My approach would be to study the data: how would I separate the points in the XOR problem? When I started studying about M.L. in general, and SVM in particular that is what I did, took toy problem, draw it by hand, and try to separate the classes.
When I looked at the XOR problem the firs time, it occurred to me that both purple points (below, left) have X and Y of the same sign, in one case negative in one positive, whereas both green points have X and Y of opposite signs. Therefore, the squared sum of X and Y would be 0 (or very small with a bit of noise in the initial problem) for the green points, and 2 (or nearly 2) for the purple ones. Hence, adding a third coordinate Z = np.sqrt(np.square(X + Y)) will nicely separate the two sets:
On a side note, Z is not too dissimilar formulation from doug's rbf if you consider that np.sqrt(np.square(X + Y)) is essentially the same as as np.abs(X + Y) in this case.
I do not have access to Crisitanini's paper but I'd approach that problem too in a similar way, starting with a toy version (by the way, checkerboard code thanks to none other than doug):
A possible intuition here is that the sum of row and column indices for the black squares would be always even, whereas for the white squares would be always odd, so adding as a third dimension something like (row_index + col_index) % 2 would do the trick in this simple version. In a larger, more complex checkerboard dataset, like this I found on the web:
things aren't so simple, but perhaps one could cascade clustering to find the the 16 clusters' mean X and Y locations (perhaps using medoids clustering), then apply a version of the "modulo kernel trick"?
With the disclaimer that I have not worked with a ton of classification problems, so far I have found that in making a toy version of a complex one, I've usually gained a 'numerical' intuition as to the kind of solution that might work.
Finally, as posted in a comment to doug's answer, I don't find anything wrong with an empirical approach like his, studying the performance of all possible kernels by passing them to grid search in nested crossvalidation with the same algorithm (SVC) and changing only the kernel. You could add to that approach by plotting the respective margins in the transformed feature spaces: for example, for rbf, using the equation suggested by Doug (and Sebastian Raschka's routine for plotting decision regions - cell 13 here).
UPDATE October 27/17
In a conversation on my slack channel, another geophysicist asked me about the case in which the XOR gate is designed as 0s and 1s as opposed to -1s and 1s (the latter being similar to a classic problem in exploration geophysics, hence my initial toy example).
If I were to tackle the XOR gate with 0s and 1s, and did not have at disposal the knowledge about the rbf kernel, in this case too I'd sit and loo at the problem in terms of the coordinates of those problems and see if I could come up with a transformation.
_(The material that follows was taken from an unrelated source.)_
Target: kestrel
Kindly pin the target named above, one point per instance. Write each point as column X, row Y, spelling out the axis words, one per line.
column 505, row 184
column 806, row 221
My first observation here was that the Os sit on the x=y line, the Xs on the x=-y line, so the difference x-y would be 0 (or small with a bit of noise) in on case, +/-1 in the other, respectively. The absolute value would take care of the sign, hence Z = np.abs(X-Y) would work. Which, by the way, is very similar to doug's rbf = np.exp(-gamma * np.abs(x - y)**2) (another reason to upvote his answer); and in fact, his rbf is a more general solution, working in all XOR cases.